On Facebook, her husband Craig Sheiner said, “I am so sorry to have to tell you Betty Ann’s heart left us today.”
She had just completed dancing Pua Mana at the kanikapila in Sonoma. I took her to the emergency room when she had a severe headache. She walked up to the front desk, but then she had a heart attack and slumped on the floor.
Bruno was born in Wahiawa, Hawai’i, although she spent much of her childhood in Hollywood, California.
She made her cinematic debut in John Ford’s 1937 picture The Hurricane before appearing as a Munchkin in the 1939 classic The Wizard of Oz.
She was cast as one of the denizens of Munchkinland among a dozen other youngsters of around average height and more than one hundred adult small people when she was seven years old.
Bruno was one of the few surviving Munchkins from the 1939 classic, and he went on to have a successful career as a political talk show producer and host before becoming an investigative reporter for KTVU.

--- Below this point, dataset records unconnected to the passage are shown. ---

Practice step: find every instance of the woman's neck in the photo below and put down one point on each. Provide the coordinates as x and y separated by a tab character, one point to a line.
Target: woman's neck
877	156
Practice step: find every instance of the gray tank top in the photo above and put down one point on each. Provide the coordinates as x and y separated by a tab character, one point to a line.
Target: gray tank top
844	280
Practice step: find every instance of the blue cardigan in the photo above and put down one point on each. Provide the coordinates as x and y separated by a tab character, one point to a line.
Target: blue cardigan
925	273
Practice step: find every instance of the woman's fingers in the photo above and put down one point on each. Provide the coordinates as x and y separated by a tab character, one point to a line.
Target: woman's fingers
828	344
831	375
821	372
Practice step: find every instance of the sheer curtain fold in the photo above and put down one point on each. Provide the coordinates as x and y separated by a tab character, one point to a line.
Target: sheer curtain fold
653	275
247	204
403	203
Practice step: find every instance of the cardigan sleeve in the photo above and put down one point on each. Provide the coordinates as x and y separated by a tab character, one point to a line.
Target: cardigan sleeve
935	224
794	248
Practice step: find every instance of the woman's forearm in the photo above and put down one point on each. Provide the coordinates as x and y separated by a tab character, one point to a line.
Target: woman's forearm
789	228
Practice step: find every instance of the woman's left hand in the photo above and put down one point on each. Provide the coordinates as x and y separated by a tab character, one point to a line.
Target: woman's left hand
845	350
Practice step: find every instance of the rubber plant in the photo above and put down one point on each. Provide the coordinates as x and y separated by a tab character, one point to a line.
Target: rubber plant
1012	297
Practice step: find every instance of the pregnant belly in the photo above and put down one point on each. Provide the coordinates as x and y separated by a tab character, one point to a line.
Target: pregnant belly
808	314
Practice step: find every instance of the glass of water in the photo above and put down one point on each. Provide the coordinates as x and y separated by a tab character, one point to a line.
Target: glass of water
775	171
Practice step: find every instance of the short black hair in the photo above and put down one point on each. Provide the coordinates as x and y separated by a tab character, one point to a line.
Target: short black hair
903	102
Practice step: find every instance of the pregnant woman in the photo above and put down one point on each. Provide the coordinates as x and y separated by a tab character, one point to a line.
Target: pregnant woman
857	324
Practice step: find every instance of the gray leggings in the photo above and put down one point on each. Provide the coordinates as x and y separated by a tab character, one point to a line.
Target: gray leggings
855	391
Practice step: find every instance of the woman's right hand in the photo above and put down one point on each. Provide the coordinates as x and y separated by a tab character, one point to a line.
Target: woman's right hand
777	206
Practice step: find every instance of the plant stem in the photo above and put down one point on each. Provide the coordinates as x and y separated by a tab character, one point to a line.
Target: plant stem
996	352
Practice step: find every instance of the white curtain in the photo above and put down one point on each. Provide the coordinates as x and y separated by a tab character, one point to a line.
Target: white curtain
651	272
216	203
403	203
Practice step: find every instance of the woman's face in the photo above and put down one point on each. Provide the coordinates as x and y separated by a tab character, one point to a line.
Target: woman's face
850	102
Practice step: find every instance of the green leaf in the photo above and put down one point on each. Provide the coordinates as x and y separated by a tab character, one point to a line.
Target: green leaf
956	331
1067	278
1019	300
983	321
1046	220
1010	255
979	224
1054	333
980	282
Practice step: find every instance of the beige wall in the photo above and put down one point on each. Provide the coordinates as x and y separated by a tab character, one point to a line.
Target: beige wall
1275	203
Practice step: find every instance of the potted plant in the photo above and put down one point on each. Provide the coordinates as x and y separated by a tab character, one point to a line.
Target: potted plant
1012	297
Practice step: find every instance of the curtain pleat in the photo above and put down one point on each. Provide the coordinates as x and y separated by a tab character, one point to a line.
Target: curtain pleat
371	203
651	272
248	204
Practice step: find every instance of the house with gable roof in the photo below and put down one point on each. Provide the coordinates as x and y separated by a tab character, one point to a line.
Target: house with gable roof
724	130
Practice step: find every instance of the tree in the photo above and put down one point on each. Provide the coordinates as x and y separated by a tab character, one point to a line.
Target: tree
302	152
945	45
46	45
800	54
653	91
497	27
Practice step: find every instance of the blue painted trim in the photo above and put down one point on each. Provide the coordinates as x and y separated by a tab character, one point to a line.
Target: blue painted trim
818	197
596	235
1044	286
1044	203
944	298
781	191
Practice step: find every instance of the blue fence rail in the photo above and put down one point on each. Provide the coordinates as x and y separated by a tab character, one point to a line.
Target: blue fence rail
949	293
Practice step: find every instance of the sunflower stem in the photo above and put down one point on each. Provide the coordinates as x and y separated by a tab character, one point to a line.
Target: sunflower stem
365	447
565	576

For example, in 2018, when the media said that Jerry Maren, the last surviving Munchkin portrayed by a small kid, was the “last living Munchkin,” Bruno chimed in, stating, “Wait a minute, I’m a munchkin and I’m still alive!”
“When we walked onto the set, I had the same reaction that Dorothy has in the movie,” Bruno remarked of her initial view of the set.
“The Great Depression had hit. There was no Disneyland back then, so it was like being transported to paradise to go out onto the set and see all those vivid colours.